The only jetty on the island will be expanded and a marina will be developed next to the tourist entertainment district. A 100 km greenfield ring road will be constructed parallel to the coastline from east to west and will be supplemented with a mass rapid transit network with stations at regular intervals.


The vision document lists some blocks to this development:

  • Lack of good connectivity with Indian mainland and global cities
  • A fragile biodiversity and natural ecosystems
  • Certain Supreme Court notifications that pose an impediment to development
  • Presence of indigenous tribes and concerns for their welfare”.


95% of Little Andaman is covered in forest, a large part of it the pristine evergreen type. Some 640 sq km of the island is Reserve Forest under the Indian Forest Act, and nearly 450 sq km is protected as the Onge Tribal Reserve, creating a unique and rare socio-ecological-historical complex of high importance. 


The project requires 240 sq km (35%) of this land and the solutions suggested are simple and straightforward — de-reserve 32% of the reserved forest and de-notify 138 sq km or 31% of the tribal reserve. And if the tribals become an impediment, the vision suggests that they “can be relocated to other parts of the island”. The plan has no financial details, no budgeting, or inventorisation of forests and ecological wealth and no details of any impact assessment. 

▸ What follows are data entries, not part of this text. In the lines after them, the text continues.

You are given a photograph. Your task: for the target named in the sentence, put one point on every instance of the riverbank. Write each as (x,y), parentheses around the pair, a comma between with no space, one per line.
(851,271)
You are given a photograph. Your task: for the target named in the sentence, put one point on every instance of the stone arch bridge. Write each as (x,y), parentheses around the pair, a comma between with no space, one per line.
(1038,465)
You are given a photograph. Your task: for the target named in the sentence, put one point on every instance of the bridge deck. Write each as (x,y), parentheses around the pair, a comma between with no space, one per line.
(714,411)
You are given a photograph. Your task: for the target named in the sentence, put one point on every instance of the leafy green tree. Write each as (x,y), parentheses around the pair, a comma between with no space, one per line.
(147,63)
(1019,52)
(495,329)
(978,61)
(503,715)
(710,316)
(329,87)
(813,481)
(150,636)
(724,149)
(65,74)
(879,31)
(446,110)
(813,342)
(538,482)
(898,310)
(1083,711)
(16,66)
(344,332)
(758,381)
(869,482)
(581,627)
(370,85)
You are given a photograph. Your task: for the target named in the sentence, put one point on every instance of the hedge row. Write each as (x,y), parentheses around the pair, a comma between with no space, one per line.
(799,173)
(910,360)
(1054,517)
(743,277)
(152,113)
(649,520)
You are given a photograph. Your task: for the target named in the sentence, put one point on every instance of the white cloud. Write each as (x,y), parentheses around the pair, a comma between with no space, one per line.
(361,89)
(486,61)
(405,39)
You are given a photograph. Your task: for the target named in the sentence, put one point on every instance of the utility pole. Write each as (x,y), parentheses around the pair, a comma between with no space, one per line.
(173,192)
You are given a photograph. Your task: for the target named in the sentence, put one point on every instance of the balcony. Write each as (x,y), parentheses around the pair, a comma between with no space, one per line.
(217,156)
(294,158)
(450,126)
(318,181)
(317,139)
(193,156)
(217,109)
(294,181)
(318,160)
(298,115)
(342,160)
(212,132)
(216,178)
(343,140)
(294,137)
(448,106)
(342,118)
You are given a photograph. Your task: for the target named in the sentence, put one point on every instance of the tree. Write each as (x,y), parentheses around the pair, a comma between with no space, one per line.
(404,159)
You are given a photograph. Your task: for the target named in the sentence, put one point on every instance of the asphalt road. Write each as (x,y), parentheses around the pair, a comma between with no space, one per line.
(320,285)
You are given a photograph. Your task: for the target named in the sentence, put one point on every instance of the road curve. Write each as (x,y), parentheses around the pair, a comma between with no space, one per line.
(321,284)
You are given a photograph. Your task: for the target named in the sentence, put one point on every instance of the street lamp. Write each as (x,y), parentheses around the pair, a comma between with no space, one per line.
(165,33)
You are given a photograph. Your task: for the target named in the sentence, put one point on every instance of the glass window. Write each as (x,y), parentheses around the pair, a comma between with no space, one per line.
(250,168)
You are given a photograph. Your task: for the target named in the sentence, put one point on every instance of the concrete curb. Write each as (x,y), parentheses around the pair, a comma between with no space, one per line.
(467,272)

In a note dated September 26, 2020, Divisional Forest Officer, Little Andaman, raised serious concerns about this vision on grounds of ecological fragility, indigenous rights and vulnerability to earthquakes and tsunamis. The note said such large diversion of forest land would cause obvious environmental loss leading to irreversible damage (more than 2 million trees stand in the forest land sought for this project), that habitats of various wild animals including endangered sea turtles would be affected, and that the impact could not even be assessed because there was no environment impact assessment report and neither were there any detailed site layout plans for the proposed diversion. This note of dissent has been ignored in the plan.


The plan has raised the alarm among conservationists.


This post is based on a report by Pankaj Sekhsaria, a wellknown conservationist and researcher on the Andamans in The Hindu.